Илл. 21. ГАКК. Ф.1747. Оп. 1. Д. 737. Л. 31.

Форма протоколов может меняться от района к району. Например, решения «троек» пишутся прямо по левому полю в виде резолюции, а окончательное решение не всегда понятно: один карандаш пишет выслать, другой – воздержаться. В некоторых районах вместо резолюции писали карандашом одну из цифр: I, II, III, т. е. категорию (илл. 22).


Илл. 22. Боготольский районный архив. Ф. 1. Оп. 1-С. Д. 4. Л. 16.

Протоколы печатались на тонкой папиросной бумаге, в нескольких экземплярах. Первый экземпляр шёл в ОГПУ (что показывает, кто был главным в процессе), остальные – в райисполком, окрисполком. Из протоколов делались выписки, которые вкладывались в личные дела лишенных избирательных прав.

Следует отметить, что территория нынешнего Красноярского края тогда входила в Сибирский край, а затем была поделена на Восточно-Сибирский край с центром в Иркутске и Западно-Сибирский край с центром в Новосибирске.
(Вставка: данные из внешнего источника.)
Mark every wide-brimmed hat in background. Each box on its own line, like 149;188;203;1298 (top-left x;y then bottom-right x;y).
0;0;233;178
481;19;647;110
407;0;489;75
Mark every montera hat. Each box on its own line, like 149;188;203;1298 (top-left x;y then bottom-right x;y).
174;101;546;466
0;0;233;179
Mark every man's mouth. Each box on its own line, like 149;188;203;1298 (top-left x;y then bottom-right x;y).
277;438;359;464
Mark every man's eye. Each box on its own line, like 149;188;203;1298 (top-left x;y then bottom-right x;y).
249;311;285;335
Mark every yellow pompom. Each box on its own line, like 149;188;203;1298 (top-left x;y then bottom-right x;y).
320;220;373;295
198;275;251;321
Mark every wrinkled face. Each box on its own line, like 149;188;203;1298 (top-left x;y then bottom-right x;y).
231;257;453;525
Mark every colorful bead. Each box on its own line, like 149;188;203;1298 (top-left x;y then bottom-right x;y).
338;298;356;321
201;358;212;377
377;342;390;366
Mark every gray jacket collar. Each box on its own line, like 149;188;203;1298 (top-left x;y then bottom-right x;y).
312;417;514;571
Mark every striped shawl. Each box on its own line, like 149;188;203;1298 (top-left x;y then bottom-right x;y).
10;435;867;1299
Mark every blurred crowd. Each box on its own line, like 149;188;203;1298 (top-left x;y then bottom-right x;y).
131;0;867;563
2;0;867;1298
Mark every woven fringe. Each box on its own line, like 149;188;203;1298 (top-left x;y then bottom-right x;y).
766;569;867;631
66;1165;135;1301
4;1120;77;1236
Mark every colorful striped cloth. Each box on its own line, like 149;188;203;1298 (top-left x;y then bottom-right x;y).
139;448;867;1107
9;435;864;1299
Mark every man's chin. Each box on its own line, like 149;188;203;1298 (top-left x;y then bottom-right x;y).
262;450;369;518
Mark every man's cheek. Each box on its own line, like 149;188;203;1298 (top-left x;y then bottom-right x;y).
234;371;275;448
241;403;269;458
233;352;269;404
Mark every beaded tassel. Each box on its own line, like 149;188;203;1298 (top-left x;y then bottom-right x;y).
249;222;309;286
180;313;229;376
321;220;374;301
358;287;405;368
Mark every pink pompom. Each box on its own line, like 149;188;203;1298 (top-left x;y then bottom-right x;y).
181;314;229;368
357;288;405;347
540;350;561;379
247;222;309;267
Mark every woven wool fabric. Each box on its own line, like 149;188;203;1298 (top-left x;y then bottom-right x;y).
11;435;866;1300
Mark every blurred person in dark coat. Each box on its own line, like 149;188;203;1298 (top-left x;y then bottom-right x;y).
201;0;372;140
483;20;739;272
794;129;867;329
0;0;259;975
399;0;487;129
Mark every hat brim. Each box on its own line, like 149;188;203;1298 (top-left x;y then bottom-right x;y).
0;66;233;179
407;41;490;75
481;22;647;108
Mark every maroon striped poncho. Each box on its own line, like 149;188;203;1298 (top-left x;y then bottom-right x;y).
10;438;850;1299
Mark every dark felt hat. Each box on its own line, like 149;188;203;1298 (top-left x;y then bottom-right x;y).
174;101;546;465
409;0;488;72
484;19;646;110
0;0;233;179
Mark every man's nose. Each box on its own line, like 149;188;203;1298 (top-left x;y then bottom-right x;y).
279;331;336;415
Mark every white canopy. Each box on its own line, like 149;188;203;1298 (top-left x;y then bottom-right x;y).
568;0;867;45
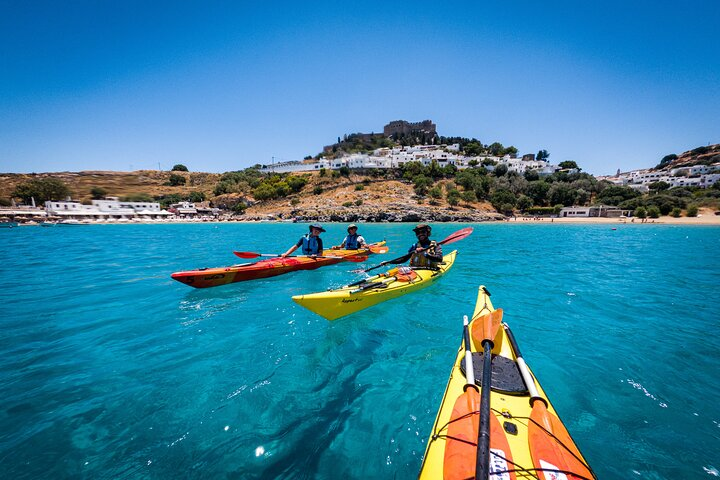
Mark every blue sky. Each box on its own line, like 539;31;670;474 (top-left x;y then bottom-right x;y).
1;1;718;175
Единого образца документов по высылке не существовало. В частности, протоколы «троек» по выселению в ВСК и ЗСК сильно отличаются по формату, составу граф и наполнению. В ВСК всё было более формализовано и информативно. Например, многие бланки напечатаны типографским способом, в протоколе «тройки» практически всегда перечислен полный состав выселяемой семьи, включая несовершеннолетних, с указанием года рождения или, на худой конец, возраста. В ЗСК типовых бланков почти нет, они воспроизведены на машинке. Причём в разных районах их формат и содержательность существенно различаются: протоколы часто не содержат имён детей (а нередко и жены), указывается только их пол и возраст, а то и просто «семь едоков». В некоторых районах не называли даже количество членов семьи («едоков»), ограничиваясь упоминаем ее главы.

Процедура выселения

На высылаемую семью заводилась учётная карточка, по инструкции – в трёх экземплярах. Если в ВСК карточка была отпечатана типографским способом на плотной бумаге и заполнялась с двух сторон, то в ЗСК – печаталась на машинке с одной стороны (примерно с теми же графами) и называлась «Анкета высылаемого» (илл. 23-24).

 
Илл. 23.


Илл. 23-24. ГАКК. Ф.1747. Оп. 1. Д. 340. Лл. 23-23об.

 
Илл. 25. Назаровский городской архив. Ф. Р-10/584. Оп. 1-с. Д. 1103. Лл. 68-68об.

Заполнялась личная анкета семьи, подлежащей выселению (илл. 26-29).

 

 

 
Илл. 26-29. ГАКК. Ф.1747. Оп.1. Д. 353. Лл. 37-38об. 4 иллюстрации.

И производилась опись экспроприированного имущества (илл. 30-33).

 

 

 
Илл. 30-33. ГАКК. Ф.1747. Оп.1. Д. 353. Лл. 86-87об.

Всё это происходило в соответствии с инструкцией (илл. 34-35). Ее текст заслуживает того, чтобы привести его здесь полностью. Конечно, реальность была не всегда близка инструкции - «актив бедноты» экспроприировал что-то в свою пользу, высылаемой семье не разрешали брать положенное, анкеты заполнялись не полностью, а то и не заполнялись вовсе, и т.п. Но в целом высылка была организована именно так.

ИНСТРУКЦИЯ-ПАМЯТКА
работникам ОГПУ и коммунистам, мобилизованным на работу по выселению кулачества.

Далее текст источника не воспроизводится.